Industrializing Prediction-Powered Inference: The GLIDE Library for Reliable GenAI and Agentic Systems Evaluation¶

Conference: ICML2026
arXiv: 2605.31278
Code: https://github.com/EmertonData/glide
Area: LLM Evaluation / Statistical Inference / Agentic Systems
Keywords: Prediction-Powered Inference, LLM-as-Judge, Stratified Sampling, Active Sampling, Effective Sample Size

TL;DR¶

GLIDE unifies the latest estimators (PPI++, Stratified PPI, PTD, ASI) and samplers (uniform, stratified, active, cost-optimal) from the PPI (prediction-powered inference) family into a scipy-style mean estimation library. It specifically addresses the hybrid evaluation challenge of "expensive human annotation + cheap but biased LLM-as-judge," accompanied by Monte Carlo validation and a decision tree to enable industrialized, reliable assessment of GenAI and Agentic systems.

Background & Motivation¶

Background: Evaluating the "quality" of GenAI or Agentic systems typically boils down to a mean estimation task—accuracy, relevance rate, hallucination rate, toxicity rate, and tool-use success rate are all $\theta^\star=\mathbb{E}[Y]$. Currently, two mainstream approaches have flaws: (i) full human annotation, which is reliable but slow and expensive (expert review of an agentic trajectory—including retrieval, tool calls, reasoning, and final response—can cost several dollars); (ii) LLM-as-judge, which is cheap (cents per instance) but prone to systematic bias, especially in knowledge-intensive domains like medicine, law, and finance.

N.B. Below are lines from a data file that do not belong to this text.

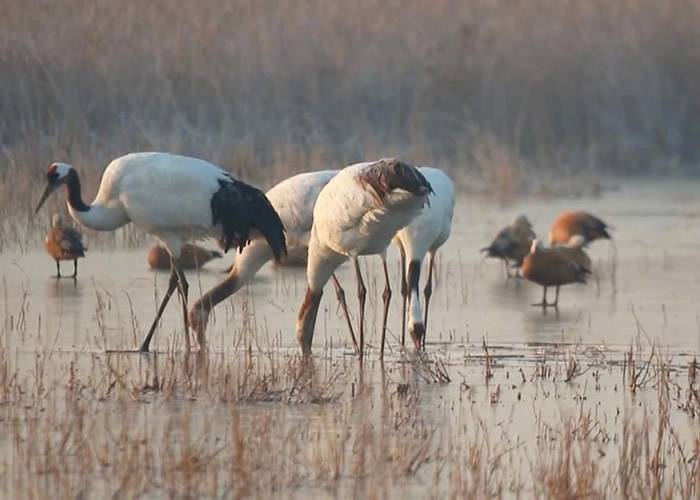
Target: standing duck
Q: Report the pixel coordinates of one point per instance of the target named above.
(574, 251)
(551, 267)
(577, 222)
(512, 243)
(64, 243)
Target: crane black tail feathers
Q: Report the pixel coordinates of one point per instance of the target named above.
(239, 208)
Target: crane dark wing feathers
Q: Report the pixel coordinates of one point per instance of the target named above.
(388, 174)
(239, 208)
(71, 241)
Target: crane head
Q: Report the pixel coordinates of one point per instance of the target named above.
(57, 174)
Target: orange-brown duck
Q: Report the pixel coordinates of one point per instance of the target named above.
(64, 243)
(551, 267)
(577, 222)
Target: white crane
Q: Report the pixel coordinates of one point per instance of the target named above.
(176, 199)
(428, 232)
(358, 213)
(293, 199)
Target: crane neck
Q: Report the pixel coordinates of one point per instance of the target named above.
(75, 199)
(99, 216)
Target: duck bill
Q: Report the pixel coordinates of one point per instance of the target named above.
(47, 192)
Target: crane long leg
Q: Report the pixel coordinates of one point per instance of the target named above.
(386, 296)
(361, 295)
(404, 294)
(183, 289)
(428, 292)
(172, 285)
(340, 294)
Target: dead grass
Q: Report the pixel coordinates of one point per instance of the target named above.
(260, 421)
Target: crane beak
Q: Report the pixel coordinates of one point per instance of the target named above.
(47, 192)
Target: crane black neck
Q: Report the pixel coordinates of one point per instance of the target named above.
(75, 199)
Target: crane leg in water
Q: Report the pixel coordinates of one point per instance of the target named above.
(340, 294)
(386, 296)
(404, 294)
(361, 295)
(176, 275)
(428, 292)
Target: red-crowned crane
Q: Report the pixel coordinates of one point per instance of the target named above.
(293, 199)
(191, 257)
(176, 199)
(64, 243)
(358, 213)
(428, 232)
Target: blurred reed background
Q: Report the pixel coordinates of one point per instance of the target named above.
(503, 92)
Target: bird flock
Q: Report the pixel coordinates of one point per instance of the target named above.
(317, 219)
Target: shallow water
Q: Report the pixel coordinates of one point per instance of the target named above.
(655, 254)
(645, 291)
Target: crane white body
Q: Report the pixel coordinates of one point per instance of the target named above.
(166, 195)
(425, 235)
(357, 213)
(175, 198)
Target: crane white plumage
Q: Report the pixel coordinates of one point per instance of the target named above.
(358, 213)
(176, 199)
(293, 199)
(424, 236)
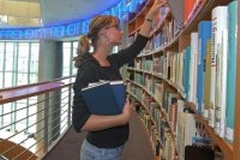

Limitations of Prior Work: The PPI framework proposed by Angelopoulos et al. (2023) was originally designed for this "small gold standard + large proxy prediction" scenario—providing unbiased estimates and nominal coverage confidence intervals. However, (i) extensions of PPI (PPI++, Stratified, PTD, ASI, cost-optimal) are scattered across various papers with inconsistent notation and fragmented reference implementations; (ii) the existing ppi_py library is an early foundational implementation of PPI that covers GLM/M-estimators but lacks depth for specialized mean estimation and integration of new methods; (iii) Agentic evaluation possesses four unique attributes (extreme cost asymmetry, natural stratification, available proxy uncertainty, and critical deployment scenarios) that perfectly match PPI branches, yet no library connects them end-to-end.

Key Challenge: In actual deployment, engineers need a path that provides unbiased estimation, valid confidence intervals, and maximizes annotation budget savings, with an automated way to select methods based on specific conditions (e.g., availability of cost estimates, proxy uncertainty, or natural stratification). The fragmentation of academic implementations makes this engineering-wise infeasible.

Goal: Industrialize the progress of the PPI family from the past three years into a single scipy-style library, covering (1) unified estimator encapsulation; (2) unified sampler encapsulation; (3) a reproducible Monte Carlo validation suite; (4) an empirically calibrated decision tree for method selection; and (5) real-world agentic benchmark cases.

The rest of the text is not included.